You do not have to buy the best of Free BSD basic to read it. 
You can just read BSD diary which is free 

http://www.freebsddiary.org/

Mastering FreeBSD and OpenBSD security is ok read for people with no experience in security on FreeBSD. I must be crazy but I have not found a single information relevant to OpenBSD in that book. 

Your ultimate guide is the first edition of Absolute FreeBSD!


----------



## Nokobon (Jun 27, 2009)

Oko said:
			
		

> Not worth of buying nor reading. I read it in the book store though



Well, in my town there are several really big book stores, but they only have Linux books. 
Didn't find anything related to FreeBSD there, which means I can't even do a test reading on those books before I buy one...


----------



## danger@ (Jun 27, 2009)

use Amazon or similar. Find something that interests you and if you're lucky you will be able to find a pdf version somewhere on the internet. If you will like it, go and order it online.


----------



## Nokobon (Jun 28, 2009)

Oko said:
			
		

> You do not have to buy the best of Free BSD basic to read it.
> You can just read BSD diary which is free
> 
> http://www.freebsddiary.org/


There are some really useful tutorials, but unfortunatel most of them are about 10 years old...
And I'm not feeling comfortable rusing such an old how-to on security.



			
				danger@ said:
			
		

> use Amazon or similar. Find something that interests you and if you're lucky you will be able to find a pdf version somewhere on the internet. If you will like it, go and order it online.


Yes, of course I do so, but I'd like it more to thumb through a real book instead of Amazon and maybe a pdf-file...


----------



## tanked (Jun 29, 2009)

Oko said:
			
		

> Despite its age I really love Greg's The Complete FreeBSD.

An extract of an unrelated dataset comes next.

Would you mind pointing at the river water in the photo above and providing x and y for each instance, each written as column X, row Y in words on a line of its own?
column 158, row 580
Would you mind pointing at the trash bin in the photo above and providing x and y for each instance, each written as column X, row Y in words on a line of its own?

Agreed, you can tell it was written by someone who knows FreeBSD inside out; I wish he would write the next edition for FreeBSD 8.


----------



## oliverh (Jun 29, 2009)

tanked said:
			
		

> Agreed, you can tell it was written by someone who knows FreeBSD inside out; I wish he would write the next edition for FreeBSD 8.



Yes would be nice, but he is out of the 'business' and a happy retiree now


----------